I also picked Chicago because of the home-town connection. Even though I lived here all my life, I had never heard of the events of the summer of 1919. Like many people, I had at least heard about the exploits of the Harlem Hellfighters. I had no idea that an all-black Illinois National Guard regiment  also fought America's enemies during the war. That regiment earned respect on the battlefield and the nickname, Schwarze Teufel or Black Devils. When white mobs invaded their neighborhoods, those veterans grabbed their guns and formed militias to fight back. over almost a week of fighting, black men successfully fought back  the attack. Chicago escaped the massive loss of life that occurred in other areas of the United States. 

I chose to include Washington DC as the final Red Summer attack because of the strength of the resistance there.  White mobs began attacking Black citizens shortly after Independence Day celebrations. The police ordered gun dealers to refuse to sell weapons to Blacks. Black veterans grabbed the weapons they had brought back from their battles in France and formed organized militias for defense. Many of those defenders had served as members of the Red Hand during WWI, so named because they were the "bloody hand that took the Boche [German soldiers] by the throat and made them cry for mercy."  Those men were ready, willing and able to do the same to protect their homes and families. They set up blockages to defend Howard University, others took to the rooftops to protect their neighborhoods from marauding bands.  

 So much has been hushed up and buried like the dead of the Tulsa Massacre. It "never happened", a silence that allowed white men and women to prosper from their actions while Blacks remained silent from fear that speaking of these incidents might incite a repeat. I hope Unlawful Orders joins other books attempting to shed a light on the long-buried history. It really is true that those who do not learn history's lessons are doomed to repeat it's failures.  Here's hoping that cycle comes to an end.

6 comments:

Judith Ashley said...

Thank You Barbara for highlighting these massacres and an attempted one in Chicago. I also hope as we learn more about the truth of our history as a country, we can change and this cycle of hate and violence comes to an end.

Anna Taylor Sweringen said...

Thanks for sharing these.
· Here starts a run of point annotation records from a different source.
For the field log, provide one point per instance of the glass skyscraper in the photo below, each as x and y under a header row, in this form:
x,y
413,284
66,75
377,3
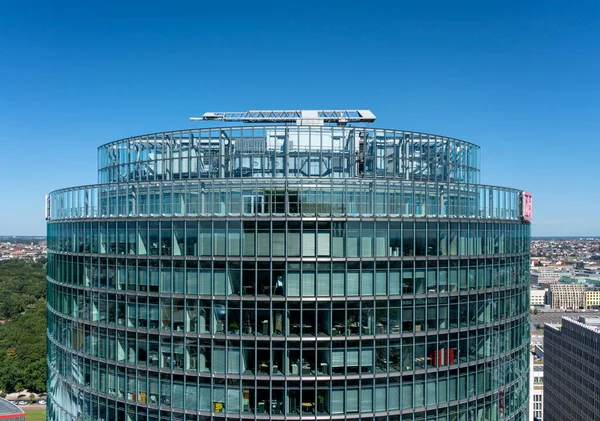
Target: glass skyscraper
x,y
288,271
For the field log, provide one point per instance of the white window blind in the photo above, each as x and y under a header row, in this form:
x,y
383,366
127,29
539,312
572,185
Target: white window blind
x,y
219,282
380,398
338,246
204,398
323,285
191,394
219,238
419,393
263,243
177,395
353,281
366,357
380,283
338,284
431,392
381,247
278,243
352,400
293,247
394,397
233,361
248,243
308,284
366,399
367,283
394,282
352,245
218,361
337,401
324,242
407,395
442,390
337,358
234,398
233,243
219,395
308,244
205,282
352,358
366,245
165,280
293,284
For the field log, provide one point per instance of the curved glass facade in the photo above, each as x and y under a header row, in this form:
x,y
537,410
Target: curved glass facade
x,y
288,272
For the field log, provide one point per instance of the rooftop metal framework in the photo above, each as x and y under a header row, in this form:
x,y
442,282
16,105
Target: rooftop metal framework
x,y
300,117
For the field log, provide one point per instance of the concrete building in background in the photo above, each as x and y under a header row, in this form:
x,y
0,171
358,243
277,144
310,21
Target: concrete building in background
x,y
567,296
538,297
592,299
10,411
536,384
301,267
571,370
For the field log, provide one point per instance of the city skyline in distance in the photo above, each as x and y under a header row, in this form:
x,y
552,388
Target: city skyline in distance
x,y
500,76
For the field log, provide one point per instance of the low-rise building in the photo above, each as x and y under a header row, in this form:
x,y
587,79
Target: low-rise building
x,y
571,371
536,384
9,411
538,297
568,296
592,299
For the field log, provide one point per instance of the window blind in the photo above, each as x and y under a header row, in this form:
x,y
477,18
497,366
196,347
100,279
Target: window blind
x,y
394,282
367,283
293,247
218,361
352,358
366,357
337,358
308,284
338,284
278,244
353,281
308,244
337,401
293,284
380,398
234,398
352,400
366,399
394,397
324,242
233,361
323,284
380,283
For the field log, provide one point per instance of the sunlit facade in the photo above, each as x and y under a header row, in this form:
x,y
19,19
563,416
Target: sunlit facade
x,y
288,272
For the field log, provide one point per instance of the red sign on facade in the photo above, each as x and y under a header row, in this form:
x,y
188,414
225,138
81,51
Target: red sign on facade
x,y
527,206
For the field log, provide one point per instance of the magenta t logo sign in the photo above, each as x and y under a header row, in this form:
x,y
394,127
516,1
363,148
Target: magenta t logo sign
x,y
527,206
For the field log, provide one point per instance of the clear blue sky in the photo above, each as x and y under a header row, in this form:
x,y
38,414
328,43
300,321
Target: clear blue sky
x,y
520,79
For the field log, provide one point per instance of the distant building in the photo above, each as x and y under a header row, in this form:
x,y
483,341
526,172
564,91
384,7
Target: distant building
x,y
538,297
592,299
9,411
536,385
545,276
567,296
571,388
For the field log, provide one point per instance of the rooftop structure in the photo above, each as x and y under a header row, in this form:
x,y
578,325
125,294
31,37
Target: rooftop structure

I chose 1919 as the year in which I've set my African-American adaptation of Gotterdammerung for that very reason.

Unknown said...

Thanks Barbara for this illuminating blog, and I look forward to reading Unlawful Orders next year. As I write in WWII, I'm very cognizant of the vastly different wartime experiences of the black soldiers - my current WIP is set in India/Burma, where most of the troops doing the hard labor to construct the Ledo Road were African-American units. The American Red Cross was forced to segregate its own workforce in response to pressure from the military, thus many of the African-American Red Cross Girls served in Burma during the war.

Eleri Grace said...

Having some Google account issues -- the above comment is from Eleri Grace (sorry!)

Maggie Lynch said...

So many massacres that weren't in any of my history books. I hope that all the attention to these will put them in history books to come. Anytime we decide that a race or culture or any group of people are "less than" we have taken a step away from God and away from democracy. I hope that as more people talk about these stories that people can no longer hid their head in the sand or proclaim "I didn't know."

Sarah Raplee said...

Thank you for another eye-opening post, Barbara. One of the blessings of this time is that our connectedness makes it very hard to hide from past sins any longer. The truth will set us all free to build a more perfect Union.